According to a report by Hebrew newspaper Haaretz released on 22 August, Tel Aviv has been working through its defense ministry to hide historical documents related to the founding of the state of Israel, from the Israeli public.
The founding of Israel in 1948, known throughout the Arab world as the “Nakba,” or catastrophe, involved the ethnic cleansing and mass expulsion of Palestinians from their land by ultra-nationalist Jewish gangs.
These gangs were later integrated into the Israeli military.
The documents contain details on Israel’s killing of civilians, as well as the erasure of entire Palestinian villages. Israel is undergoing “a systematic process to conceal evidence of the Nakba,” Haaretz reveals.
The report states that efforts to hide these documents have been carried out by the Directorate of Security of the Defense Establishment, a secret department in the Israeli Defense Ministry known as the Malmab, “whose work and budget are secret.”

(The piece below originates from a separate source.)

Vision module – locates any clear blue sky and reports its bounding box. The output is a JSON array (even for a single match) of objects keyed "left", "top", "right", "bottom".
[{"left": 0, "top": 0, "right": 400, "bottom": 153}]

Members of the Malmab reportedly “worked without any legal authority, even in some cases [hiding] documents that the military censor had previously allowed to be published,” Haaretz revealed.
The report also details that government officials, including members of the Israeli Knesset, who by law are allowed access to such archives, were barred from viewing the documents in question.
A settlement was reached in which the Israeli Treasury would send requests in order for archived documents to be examined for disclosure. The Malmab apparatus would then search through them thoroughly to determine if they can be published alongside Israel’s accessible archives, despite already being accessible by Israeli law.
Haaretz reported that the Malmab were also working to hide documents relating to Tel Aviv’s nuclear program.
“If the state admitted … that the documents were hidden without authority, why did it not insist on their immediate disclosure?” the report asks.
The report concludes by saying that Israel has to “get rid of the twisted habit it has adopted of concealing its past from the public … the public has the right to know the history of the country in which it lives, and also to discover its less pleasant aspects.”
Despite the events of the Nakba being common historical knowledge, Israel’s attempt to hide these documents represents its policy of trying to control the perception of the Israeli public.
Israel is known to have attempted hiding the atrocities of its past.
On 8 July, Hebrew media revealed the existence of a mass grave under the parking lot of a tourist attraction in Israel, where the bodies of dozens of Egyptian soldiers burned alive by Israeli forces were buried during the 1967 Arab–Israeli War, also known as the Six-Day War.
For over five decades, Tel Aviv kept the secret of the mass grave, never attempting to return the bodies to their homeland.
Additionally, Israel has been secretly building a nuclear arsenal for several decades – owning around 40 to 800 nuclear warheads which it denies having – while criticizing Tehran over its nuclear program.